Nous avons identifié des données probantes de très faible certitude, limitées par le risque de biais, d'incohérence et d'imprécision, comparant l'effet des interventions de réduction pour arrêter de fumer sans traitement sur les taux de cessation (RR 1,74, IC à 95 % : 0,90-3,38 ; I2 = 45 % ; 6 études, 1599 participants). Cependant, en comparant les interventions de réduction de la consommation tabagique avant d’arrêter de fumer avec les interventions d'abandon brutal (soins standard), nous avons constaté que ni l'une ni l'autre approche n'a entraîné des taux d'abandon supérieurs (RR 1,01, IC à 95 % : 0,87 à 1,17 ; I2 = 29 % ; 22 études, 9219 participants). Nous avons jugé que cette estimation était d'une certitude modérée, en raison de son imprécision. L'analyse en sous-groupes a fourni certaines données (P = 0,01, I2 = 77 %) selon lesquelles les interventions de réduction de la consommation de tabac avant d’arrêter de fumer peuvent donner lieu à des taux de sevrage tabagique plus favorables que l’arrêt brusque si la varénicline est utilisée comme agent d’aide à la réduction. Notre analyse comparant la réduction de consommation tabagique à l'aide de la pharmacothérapie à la réduction seule a trouvé des preuves de faible certitude, limitées par de l'incohérence et de l'imprécision, que la réduction facilitée par la pharmacothérapie a entraîné des taux de sevrage plus élevés (RR 1. 68, IC à 95 %, 1,09 à 2,58 ; I2 = 78 % ; 11 études, 8636 participants). Cependant, une analyse en sous-groupe significative (P < 0,001, I2 = 80 % pour les différences entre les sous-groupes) suggère que cela pourrait n'être vrai que lorsque la TRN à action rapide ou la varénicline sont utilisées (les deux avec des preuves de certitude modérée) et non lorsque le patch de nicotine, la TRN combinée ou le bupropion sont utilisés comme aide (preuves de qualité faible ou très faible). Des éléments probants supplémentaires sont susceptibles de modifier l'interprétation de ces derniers effets.

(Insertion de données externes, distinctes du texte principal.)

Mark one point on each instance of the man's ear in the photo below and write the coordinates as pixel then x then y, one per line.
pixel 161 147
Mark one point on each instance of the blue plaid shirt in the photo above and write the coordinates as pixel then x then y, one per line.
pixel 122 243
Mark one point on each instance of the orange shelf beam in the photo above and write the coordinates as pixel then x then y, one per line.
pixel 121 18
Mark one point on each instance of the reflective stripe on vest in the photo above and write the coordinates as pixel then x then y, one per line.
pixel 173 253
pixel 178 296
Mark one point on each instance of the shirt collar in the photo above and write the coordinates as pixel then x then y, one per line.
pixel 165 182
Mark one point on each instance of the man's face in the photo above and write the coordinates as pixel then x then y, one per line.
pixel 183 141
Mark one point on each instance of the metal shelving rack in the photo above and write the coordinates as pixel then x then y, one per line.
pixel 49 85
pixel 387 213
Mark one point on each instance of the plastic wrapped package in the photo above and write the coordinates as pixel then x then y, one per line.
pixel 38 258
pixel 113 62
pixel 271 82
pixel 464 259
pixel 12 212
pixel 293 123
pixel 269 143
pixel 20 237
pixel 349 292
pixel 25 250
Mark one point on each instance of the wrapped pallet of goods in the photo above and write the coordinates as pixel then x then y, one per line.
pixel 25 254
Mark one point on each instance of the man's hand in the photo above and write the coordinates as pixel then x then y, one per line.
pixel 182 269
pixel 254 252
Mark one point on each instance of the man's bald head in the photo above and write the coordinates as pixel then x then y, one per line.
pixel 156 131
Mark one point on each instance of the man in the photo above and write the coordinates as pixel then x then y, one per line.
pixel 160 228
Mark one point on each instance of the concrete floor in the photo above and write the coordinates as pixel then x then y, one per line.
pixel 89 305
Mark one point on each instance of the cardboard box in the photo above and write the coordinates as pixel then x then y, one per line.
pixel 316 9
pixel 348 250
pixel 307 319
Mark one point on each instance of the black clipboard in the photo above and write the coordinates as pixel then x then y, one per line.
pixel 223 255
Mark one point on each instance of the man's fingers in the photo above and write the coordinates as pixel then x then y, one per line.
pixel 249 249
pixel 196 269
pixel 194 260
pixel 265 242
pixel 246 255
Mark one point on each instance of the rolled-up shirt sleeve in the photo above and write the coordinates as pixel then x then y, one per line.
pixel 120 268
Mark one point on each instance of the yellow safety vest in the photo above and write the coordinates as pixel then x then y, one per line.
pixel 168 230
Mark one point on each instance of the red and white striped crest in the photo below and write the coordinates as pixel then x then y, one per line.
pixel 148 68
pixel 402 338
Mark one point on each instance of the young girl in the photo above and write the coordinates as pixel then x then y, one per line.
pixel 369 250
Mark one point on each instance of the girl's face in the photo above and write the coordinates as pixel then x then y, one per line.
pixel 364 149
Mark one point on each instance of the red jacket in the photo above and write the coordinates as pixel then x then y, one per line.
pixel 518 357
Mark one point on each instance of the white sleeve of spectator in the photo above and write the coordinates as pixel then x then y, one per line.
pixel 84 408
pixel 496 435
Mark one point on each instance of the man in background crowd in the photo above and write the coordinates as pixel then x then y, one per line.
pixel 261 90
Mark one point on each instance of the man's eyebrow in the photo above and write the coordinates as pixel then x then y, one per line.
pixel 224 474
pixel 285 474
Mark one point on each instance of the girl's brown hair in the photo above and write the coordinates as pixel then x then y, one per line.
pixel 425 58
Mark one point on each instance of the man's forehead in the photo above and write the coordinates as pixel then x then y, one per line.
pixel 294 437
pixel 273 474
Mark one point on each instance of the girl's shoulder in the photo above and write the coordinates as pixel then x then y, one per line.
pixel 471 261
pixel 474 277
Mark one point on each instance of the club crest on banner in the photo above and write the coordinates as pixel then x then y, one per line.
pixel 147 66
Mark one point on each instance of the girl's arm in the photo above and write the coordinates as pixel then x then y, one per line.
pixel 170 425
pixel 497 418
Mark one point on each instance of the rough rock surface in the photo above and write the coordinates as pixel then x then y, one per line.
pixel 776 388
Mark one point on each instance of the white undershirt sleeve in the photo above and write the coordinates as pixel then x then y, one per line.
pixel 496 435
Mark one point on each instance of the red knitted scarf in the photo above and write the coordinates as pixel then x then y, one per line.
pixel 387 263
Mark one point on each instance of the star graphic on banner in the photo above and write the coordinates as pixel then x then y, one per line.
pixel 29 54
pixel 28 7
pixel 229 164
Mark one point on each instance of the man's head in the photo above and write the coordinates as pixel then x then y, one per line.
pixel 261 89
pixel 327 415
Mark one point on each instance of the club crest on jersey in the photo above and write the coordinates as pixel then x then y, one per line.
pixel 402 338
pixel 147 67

Bien que des comparaisons à l'intérieur des études aient démontré que l'appui comportemental à la réduction de l'usage du tabac a entraîné des taux de sevrage plus élevés que les ressources d'auto-assistance seules, l'efficacité relative de diverses autres caractéristiques des interventions de réduction du tabagisme étudiées par des comparaisons entre études et à l'intérieur de celles-ci n'a fourni aucune preuve que ces interventions améliorent le succès des interventions de réduction de la consommation de tabac avant sevrage. Les EI, les EIG et les symptômes liés au manque de nicotine avant le sevrage tabagique ont été mesurés de façon variable et peu fréquente dans toutes les études. On a constaté que les EI étaient plus fréquents dans les études comparant la réduction de consommation de tabac facilitée par la pharmacothérapie à l'absence de pharmacothérapie ; toutefois, les EI signalés étaient légers et les symptômes habituels associés à l'utilisation d'une TRN. Rien n'indique clairement que le nombre de personnes ayant signalé des EIG, ou l'évolution des symptômes de sevrage, diffère d'un bras d'essai à l'autre.